さぁ、もっと見せておくれ、君が望む理想の世界を。
「おはよう、アリア」
ヤミカラスのオールドは部屋から出てきた、イーブイの彼女に挨拶をした。机のはしっこに止まっているオールドを見つけたアリアはオールドを見る。
「ああ…オールド、おはよう。皆はどうしたの?」
自身の翼の手入れをしているオールドは、アリアの話を聞きながら嘴で入らない羽を摘まんでは床に美しい、羽を落としている。机にも、羽が落ちているが、アリアは見向きもしない。
「皆は、街を見回って、るよ」
嘴で羽を落としているためか、言葉は途中で止まりながらも教えてくれた。
「そう、教えてくれてありがとう」
ふっと笑って、お礼を言うとオールドは両翼の手入れが終わり、アリアの顔を見つめて言った。
「目元、クマが出来てるが…またあの夢か?」
「…そうだけど」
ため息混じりにアリアは答えた。
「もう、関係ないことよ。作り替えたんだから」
机の真ん中に置かれている花瓶を見つめてアリアは言う。
「前の世界を取り戻す反逆者が現れたら、見つけて潰すのみなんだから。どれだけ抗ったって無駄」
オールドは悲しみの表情をしているアリアを見つめて、言った。
「オレ達が望んだ世界を潰すヤツは殺せばいいんだからな」
はははっとオールドは笑う。
「外の空気、吸ってくる」
そうアリアは言い、オールドとは別れた。どんよりとした屋敷から出たアリアは外の、清みきった空気に大きく手を広げた。
「あ、アリア!」
ビニール袋をサイコキネシスで浮かせて戻ってきたエーフィのジンはアリアを見て、走ってきた。
「ジン…何か買い物してきたの?袋、持ってるけど」
ニコニコとしているジンは耳打ちしてきた。
「みんながそろったら見せてあげる」
それじゃ、といいジンは屋敷へと戻っていく。
先程の袋に書かれていたロゴは見覚えのある場所だ。過去に、私を捨てた家族が経営している、ケーキ屋。

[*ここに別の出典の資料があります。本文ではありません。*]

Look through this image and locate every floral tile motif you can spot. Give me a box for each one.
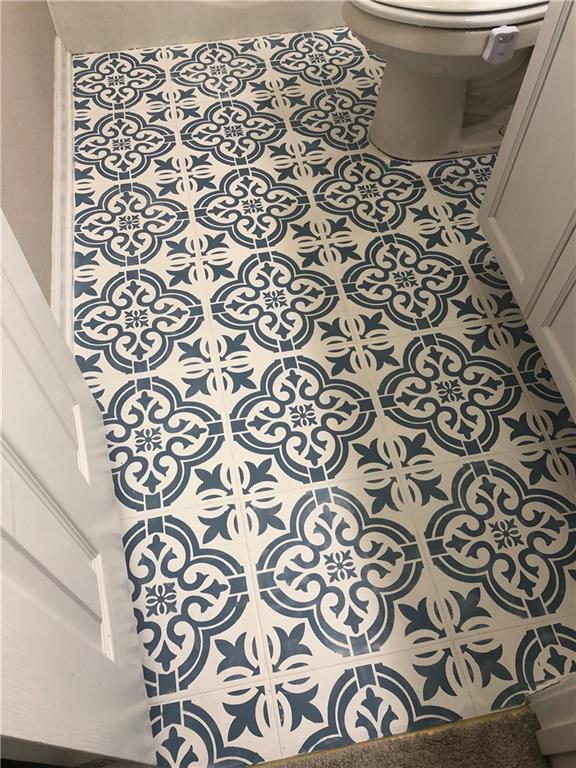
[290,88,374,149]
[73,28,576,768]
[181,99,285,166]
[211,251,338,352]
[459,616,576,713]
[379,328,542,460]
[104,376,224,511]
[270,30,363,87]
[314,154,425,231]
[169,43,265,98]
[73,51,165,110]
[275,647,473,755]
[150,685,279,768]
[230,355,375,483]
[124,504,261,696]
[195,169,308,248]
[74,183,189,267]
[74,269,203,373]
[409,451,576,633]
[428,155,496,208]
[342,233,485,338]
[246,481,446,671]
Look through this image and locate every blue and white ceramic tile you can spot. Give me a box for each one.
[74,24,576,768]
[459,615,576,714]
[246,479,447,672]
[274,645,474,755]
[408,451,576,636]
[150,684,280,768]
[124,502,263,697]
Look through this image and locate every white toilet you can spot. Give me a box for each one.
[343,0,548,160]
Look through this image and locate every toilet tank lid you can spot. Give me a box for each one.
[376,0,543,14]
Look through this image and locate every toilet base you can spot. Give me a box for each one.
[369,63,506,160]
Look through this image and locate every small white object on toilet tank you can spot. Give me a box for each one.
[482,26,519,64]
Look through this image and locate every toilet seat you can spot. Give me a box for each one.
[352,0,548,29]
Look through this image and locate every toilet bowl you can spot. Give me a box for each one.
[343,0,548,160]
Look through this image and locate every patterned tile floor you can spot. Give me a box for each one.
[74,30,576,767]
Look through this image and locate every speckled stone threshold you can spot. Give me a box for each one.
[265,706,549,768]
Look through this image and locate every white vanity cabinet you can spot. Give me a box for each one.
[479,0,576,415]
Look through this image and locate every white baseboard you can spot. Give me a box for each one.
[50,37,74,347]
[528,675,576,766]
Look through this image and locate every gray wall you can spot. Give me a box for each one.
[48,0,344,53]
[0,0,54,299]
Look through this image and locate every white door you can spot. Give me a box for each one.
[478,0,576,416]
[0,214,154,765]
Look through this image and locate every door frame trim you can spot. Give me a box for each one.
[478,0,574,316]
[50,36,74,348]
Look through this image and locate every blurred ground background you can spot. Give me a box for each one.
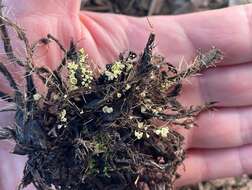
[81,0,252,190]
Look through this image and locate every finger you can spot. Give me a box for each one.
[3,0,80,18]
[124,5,252,65]
[176,145,252,186]
[179,107,252,148]
[0,149,34,190]
[181,63,252,107]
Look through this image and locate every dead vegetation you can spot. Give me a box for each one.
[0,3,222,190]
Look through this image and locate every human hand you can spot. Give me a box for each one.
[0,0,252,190]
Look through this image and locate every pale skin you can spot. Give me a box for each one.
[0,0,252,190]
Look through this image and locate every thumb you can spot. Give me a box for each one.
[0,0,80,17]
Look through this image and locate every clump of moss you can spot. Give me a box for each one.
[0,7,222,190]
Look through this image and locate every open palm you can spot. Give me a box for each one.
[0,0,252,190]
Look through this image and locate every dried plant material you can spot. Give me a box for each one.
[0,5,222,190]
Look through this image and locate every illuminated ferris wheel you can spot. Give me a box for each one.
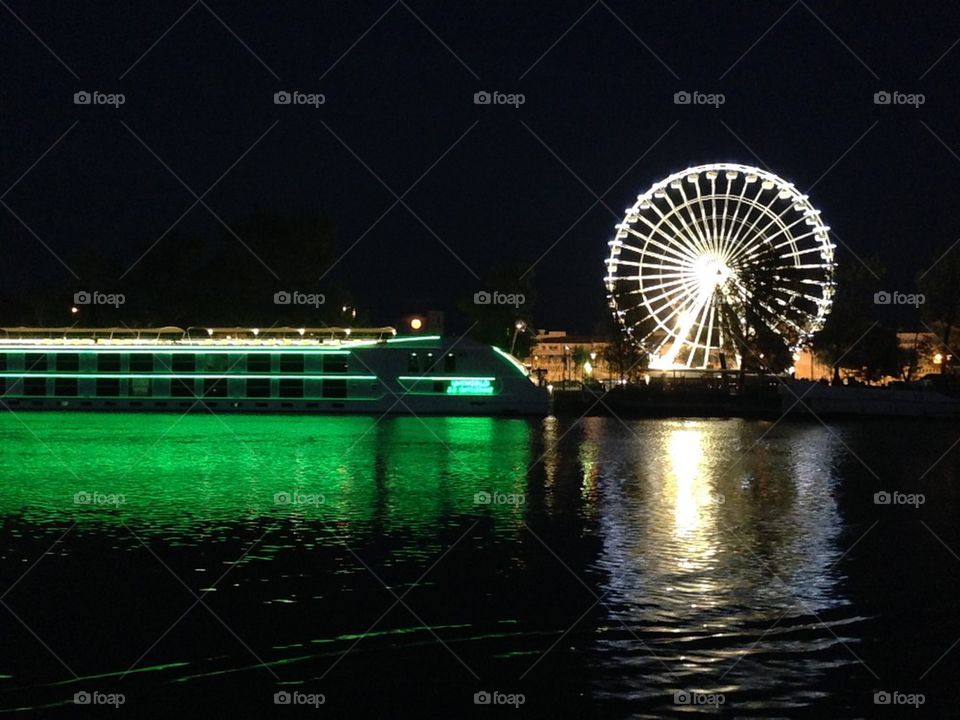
[604,163,835,368]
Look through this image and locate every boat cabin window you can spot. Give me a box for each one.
[280,353,303,374]
[247,353,272,372]
[127,378,153,397]
[97,353,120,372]
[53,378,78,397]
[280,380,303,397]
[323,380,347,397]
[54,353,80,372]
[97,380,120,397]
[247,380,270,397]
[323,355,347,373]
[23,353,47,372]
[170,353,197,372]
[202,353,230,372]
[203,376,227,397]
[130,353,153,372]
[23,378,47,395]
[170,378,193,397]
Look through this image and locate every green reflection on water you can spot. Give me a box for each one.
[0,413,535,531]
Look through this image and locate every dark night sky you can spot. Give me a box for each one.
[0,0,960,329]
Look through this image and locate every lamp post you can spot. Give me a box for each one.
[510,320,527,355]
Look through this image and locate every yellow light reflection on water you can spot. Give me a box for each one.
[664,426,718,570]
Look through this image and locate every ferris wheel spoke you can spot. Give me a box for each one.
[730,178,765,254]
[628,216,697,262]
[665,190,706,254]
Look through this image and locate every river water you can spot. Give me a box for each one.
[0,413,960,718]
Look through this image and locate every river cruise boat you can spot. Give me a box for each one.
[0,327,549,415]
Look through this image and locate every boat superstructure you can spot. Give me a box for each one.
[0,327,548,415]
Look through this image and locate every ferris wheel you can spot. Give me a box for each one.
[604,163,835,368]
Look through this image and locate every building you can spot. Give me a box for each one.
[528,330,611,385]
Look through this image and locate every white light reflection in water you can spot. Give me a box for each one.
[589,420,861,704]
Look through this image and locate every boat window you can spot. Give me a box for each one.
[54,353,80,372]
[170,353,197,372]
[170,379,193,397]
[127,378,153,397]
[23,353,47,372]
[53,378,79,397]
[280,353,303,374]
[323,355,347,373]
[280,380,303,397]
[130,353,153,372]
[203,380,227,397]
[97,380,120,397]
[23,378,47,395]
[97,353,120,372]
[247,353,272,372]
[201,353,230,373]
[323,380,347,397]
[247,376,270,397]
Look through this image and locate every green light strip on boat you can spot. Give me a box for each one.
[0,372,377,380]
[0,343,352,355]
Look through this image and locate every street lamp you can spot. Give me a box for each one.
[510,320,527,355]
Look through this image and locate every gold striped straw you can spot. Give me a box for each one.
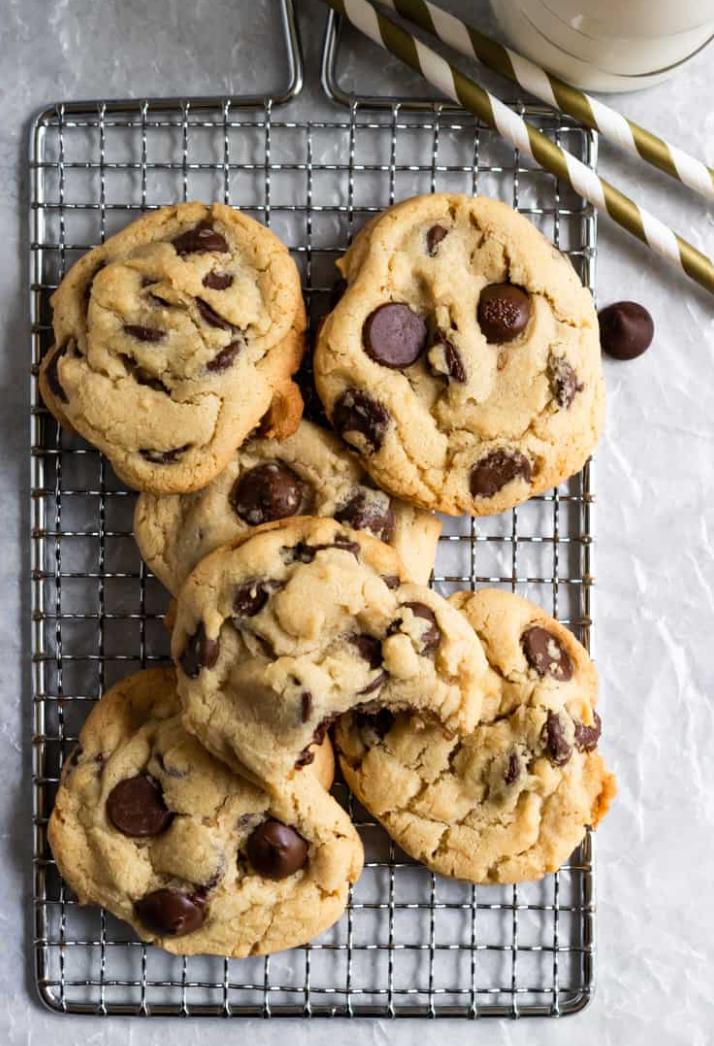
[381,0,714,200]
[323,0,714,294]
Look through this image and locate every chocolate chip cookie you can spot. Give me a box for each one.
[315,195,603,516]
[49,668,363,957]
[40,203,305,494]
[134,420,441,595]
[171,517,486,792]
[336,589,615,883]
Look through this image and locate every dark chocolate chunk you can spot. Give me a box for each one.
[521,624,573,683]
[332,389,389,451]
[179,621,221,679]
[134,889,206,937]
[335,490,395,541]
[469,450,532,498]
[477,283,531,344]
[201,271,233,291]
[427,225,448,257]
[543,711,573,767]
[172,221,228,254]
[228,461,305,526]
[598,301,654,360]
[246,819,307,879]
[362,301,427,370]
[107,774,174,837]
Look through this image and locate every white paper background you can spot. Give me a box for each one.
[0,0,714,1046]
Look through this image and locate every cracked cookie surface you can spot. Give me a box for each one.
[134,420,441,595]
[40,203,305,494]
[49,668,363,958]
[315,195,604,516]
[171,517,486,790]
[336,589,615,883]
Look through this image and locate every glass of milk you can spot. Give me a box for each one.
[491,0,714,91]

見たくもなかった家族が経営しているケーキ屋。ギリッと奥歯を鳴らした。思い出す。
入らない、といい放った母親は、私を捨て父と兄と姉を連れて家を離れた。
いい子にしていた自分を捨てて、何処かへと姿を消した。探し求め見つけた場所で見たのは、自分の存在が居なかったかのように、家族は仲良く暮らしていた前のセカイ。
「いままで…」
ポツリと呟いた言葉。今は自分達以外ガイアに住んでいた全てのポケモンの記憶を消して、作り替えた新しい世界。出来るのであれば自分達の過去の記憶も消してしまいたかった。
「…っ!マリーとアングレ…お帰りなさい」
ハッとうつ向いていた顔を上げるとマリーのキルリアとアングレのマニューラが立っていた。
「外の空気、吸ってたの?アリア」
マリーが言うと、アリアは頷いた。マリーに先に行けとアングレが言うとマリーは、はや歩きで屋敷の中へと入っていく。
「また、あの夢か?」
アングレが近づき、そっと抱き上げた。
「……うん」
アングレがいると安心する。
「俺たちを見かけると皆、笑顔をして挨拶してくれる。俺たちが望んでた世界だ」
そう、作った。彼が言うように。前のセカイは、自分達は不必要とされていたセカイだった。回りからは嫌な目で見られて、罵声も浴びせられ、戻ってきても、笑顔で迎えてくれる家族も居ない。みな、見捨てられた者達が作り替えた世界。
それが、ガイア。
自分達皆、幸せな世界を満喫していた。